Well, TRY to anyways, because what was really going on was that I was nervous and apprehensive about what I was supposed to be doing later and I knew that that Friday was supposed to be the last day everyone saw me. It was the perfect day too because everyone I knew came together to help my aunt and uncle move, so it was a great goodbye even if the only person who knew was me. So I gave Jimmy a little taste of what he’s wanted from day one of knowing me and hemmed and hawed and said something along the lines that I felt alone and my job was irritating me or some crap like that, which was all true really. It sounds weird, but in my mind it was a nice last thing to give him.

And then I woke up in the hospital on Monday after my second attempt…C.R.A.P.

For more than one reason of course, but I knew I’d have hell to pay from him since he abhors suicide. Jimmy was the one person I was most worried about facing after I realized I was still alive. For good reason too: he told me we weren’t friends anymore. After knowing each other for 12 years, he wants nothing to do with me. Everyone I knew, even my ex-boyfriend, came to visit me in the hospital and the following psych ward, but not him. Finally, after constantly bugging Skye for news on his feelings about what I did, he came to the P.W. with my newest friend at the time: Celeste. (Apparently she was his moral support and that’s when I found out they were together.) We both talked about what happened, explaining our views about suicide in general (we’re TOTAL polar opposites) and I asked his forgiveness (like I said, the only person I genuinely felt bad about leaving) and we hugged and cried (that’s new for him; we’ve always said Jimmy doesn’t have tear ducts and if he did, he wouldn’t know how to use them, because he’s only cried like once in his life) and then he left.

For good.

I completely understand what was going through his mind and why he chose that decision, etc…but when everyone else rallied around me to give me support, the one person who always swore to me he’d be there when I needed help, turned around and walked away.

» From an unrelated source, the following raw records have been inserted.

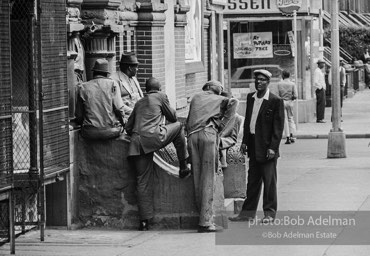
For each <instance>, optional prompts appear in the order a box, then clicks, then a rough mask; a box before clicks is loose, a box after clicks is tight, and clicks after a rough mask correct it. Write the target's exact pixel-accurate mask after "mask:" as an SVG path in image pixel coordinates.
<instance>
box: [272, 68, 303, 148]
mask: <svg viewBox="0 0 370 256" xmlns="http://www.w3.org/2000/svg"><path fill="white" fill-rule="evenodd" d="M281 76H282V78H283V80H282V81H280V82H279V83H278V85H277V87H278V92H279V96H280V98H282V99H283V100H284V116H285V121H284V137H285V138H286V142H285V144H291V143H294V142H295V138H294V135H295V133H296V125H295V123H294V114H293V111H294V110H293V104H294V101H295V100H296V99H297V97H298V94H297V89H296V86H295V84H294V83H293V82H292V81H290V79H289V77H290V73H289V71H287V70H283V72H282V74H281Z"/></svg>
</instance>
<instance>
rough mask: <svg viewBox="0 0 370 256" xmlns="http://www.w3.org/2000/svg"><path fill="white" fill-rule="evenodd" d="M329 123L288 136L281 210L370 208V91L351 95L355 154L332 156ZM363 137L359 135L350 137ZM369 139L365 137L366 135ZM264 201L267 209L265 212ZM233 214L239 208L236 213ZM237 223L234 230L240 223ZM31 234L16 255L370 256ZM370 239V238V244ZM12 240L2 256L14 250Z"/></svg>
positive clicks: (344, 125)
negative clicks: (330, 142)
mask: <svg viewBox="0 0 370 256" xmlns="http://www.w3.org/2000/svg"><path fill="white" fill-rule="evenodd" d="M326 110H327V114H326V121H327V123H325V124H321V123H305V124H299V127H298V128H299V130H298V138H323V139H319V140H315V139H312V140H298V141H297V142H296V143H294V144H290V145H285V144H284V141H283V140H282V144H281V158H280V159H279V160H278V201H279V206H278V209H279V211H370V186H369V181H370V148H369V147H368V143H369V139H363V138H364V137H366V138H369V137H370V135H369V134H370V118H369V117H370V90H368V89H365V90H364V91H361V92H358V93H356V94H355V95H354V97H353V98H350V99H346V100H345V102H344V108H343V120H344V121H343V123H342V127H343V130H344V132H345V134H346V135H347V139H346V148H347V158H342V159H327V158H326V153H327V152H326V150H327V139H325V137H326V136H327V134H328V133H329V131H330V128H331V123H330V112H331V109H330V108H326ZM351 137H352V138H353V137H360V138H359V139H348V138H351ZM361 138H362V139H361ZM261 204H262V203H261V202H260V206H259V210H261ZM230 214H232V212H230ZM237 225H238V224H237V223H229V229H230V230H232V229H233V228H236V227H237ZM39 237H40V232H39V231H37V230H36V231H31V232H28V233H26V234H25V235H22V236H20V237H18V238H17V239H16V255H24V256H43V255H47V256H52V255H61V256H71V255H79V256H85V255H86V256H95V255H96V256H100V255H102V256H113V255H117V256H118V255H125V256H130V255H132V256H145V255H148V256H154V255H155V256H156V255H160V256H165V255H168V256H174V255H180V256H181V255H183V256H187V255H190V256H194V255H200V256H203V255H210V256H213V255H220V256H221V255H222V256H223V255H274V256H280V255H281V256H348V255H351V256H368V255H370V245H362V246H356V245H346V246H337V245H331V244H327V245H284V244H282V245H277V246H276V245H275V246H274V245H222V246H221V245H216V243H215V234H198V233H197V232H196V230H154V231H149V232H139V231H130V230H91V229H82V230H73V231H70V230H60V229H59V230H58V229H52V228H47V229H46V231H45V241H44V242H40V238H39ZM369 244H370V243H369ZM9 251H10V249H9V244H5V245H3V246H1V247H0V255H10V254H9Z"/></svg>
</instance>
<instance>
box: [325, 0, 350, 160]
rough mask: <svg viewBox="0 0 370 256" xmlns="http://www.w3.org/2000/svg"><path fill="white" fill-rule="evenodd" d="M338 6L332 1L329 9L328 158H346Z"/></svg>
mask: <svg viewBox="0 0 370 256" xmlns="http://www.w3.org/2000/svg"><path fill="white" fill-rule="evenodd" d="M338 13H339V4H338V0H333V2H332V9H331V42H332V43H331V69H332V70H331V74H332V83H331V84H332V88H331V89H332V90H331V91H332V92H331V96H332V108H333V111H332V117H331V119H332V129H331V130H330V132H329V137H328V158H345V157H346V135H345V134H344V132H343V130H342V129H341V127H340V124H341V112H342V110H341V107H340V79H339V18H338Z"/></svg>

Wouldn’t you stick closer to your depressed friend? But then again, I realize that out of everyone who knew me, it hit him the hardest because he’s already lost someone close to suicide…sometimes I hate how reasonable I am.

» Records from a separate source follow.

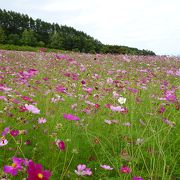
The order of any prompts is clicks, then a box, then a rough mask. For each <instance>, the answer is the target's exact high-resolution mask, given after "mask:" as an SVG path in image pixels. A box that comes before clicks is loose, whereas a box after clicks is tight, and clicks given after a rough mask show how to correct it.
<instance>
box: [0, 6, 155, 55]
mask: <svg viewBox="0 0 180 180" xmlns="http://www.w3.org/2000/svg"><path fill="white" fill-rule="evenodd" d="M0 44H13V45H27V46H33V47H48V48H54V49H61V50H70V51H77V52H85V53H112V54H134V55H155V53H154V52H152V51H148V50H139V49H137V48H130V47H127V46H117V45H104V44H102V43H101V42H100V41H98V40H97V39H94V38H93V37H91V36H89V35H87V34H86V33H84V32H82V31H77V30H75V29H74V28H72V27H68V26H66V25H65V26H59V25H58V24H57V23H53V24H51V23H47V22H44V21H42V20H41V19H36V20H34V19H32V18H31V17H29V16H28V15H24V14H20V13H17V12H14V11H6V10H1V9H0Z"/></svg>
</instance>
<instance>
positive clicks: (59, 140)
mask: <svg viewBox="0 0 180 180" xmlns="http://www.w3.org/2000/svg"><path fill="white" fill-rule="evenodd" d="M55 143H56V145H57V147H58V148H59V149H60V150H62V151H64V150H65V143H64V141H61V140H60V139H58V140H56V142H55Z"/></svg>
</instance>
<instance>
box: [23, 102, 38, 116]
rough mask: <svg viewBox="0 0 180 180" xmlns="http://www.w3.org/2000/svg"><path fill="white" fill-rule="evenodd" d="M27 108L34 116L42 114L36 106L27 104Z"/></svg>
mask: <svg viewBox="0 0 180 180" xmlns="http://www.w3.org/2000/svg"><path fill="white" fill-rule="evenodd" d="M25 108H26V109H27V110H28V111H29V112H32V113H33V114H39V113H40V110H39V109H38V108H37V107H35V106H34V105H28V104H25Z"/></svg>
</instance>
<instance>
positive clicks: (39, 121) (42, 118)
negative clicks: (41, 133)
mask: <svg viewBox="0 0 180 180" xmlns="http://www.w3.org/2000/svg"><path fill="white" fill-rule="evenodd" d="M44 123H46V119H45V118H38V124H44Z"/></svg>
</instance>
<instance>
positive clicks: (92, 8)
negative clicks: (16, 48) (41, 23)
mask: <svg viewBox="0 0 180 180" xmlns="http://www.w3.org/2000/svg"><path fill="white" fill-rule="evenodd" d="M0 1H1V0H0ZM22 3H26V5H27V6H22ZM1 6H2V8H3V7H5V8H9V9H11V10H15V11H20V12H24V13H28V14H29V16H32V17H34V18H41V19H42V20H44V21H49V22H57V23H59V24H66V25H69V26H73V27H74V28H76V29H78V30H83V31H84V32H86V33H87V34H89V35H91V36H93V37H95V38H97V39H99V40H100V41H101V42H103V43H105V44H107V43H108V44H119V45H127V46H131V47H137V48H144V49H150V50H154V51H155V52H156V53H158V54H180V50H179V49H178V47H180V34H179V32H180V18H179V17H180V11H179V7H180V1H179V0H44V1H42V0H39V1H35V0H31V1H28V0H14V1H10V0H6V1H4V2H2V3H1Z"/></svg>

One thing is for sure though: just because I know where he’s coming from doesn’t mean I’ll let this happen again. Right before I left for N.H. he hugged me *gasp* and we’ve had two civil conversations since then; all in all he’s showing a general sense of forgiveness and maybe even wanting to start our friendship over. And even though I’ll always love and care for my older brother, I can’t let that happen. If I’m going to live and deal with this crappy world and NOT try to kill myself again (which is a complete possibility), then I won’t surround myself with people I am doubtful of. I need people who I know will support through tough times, stupid decisions, and hasty remarks, for sure. Unfortunately, that doesn’t include my oldest friend anymore.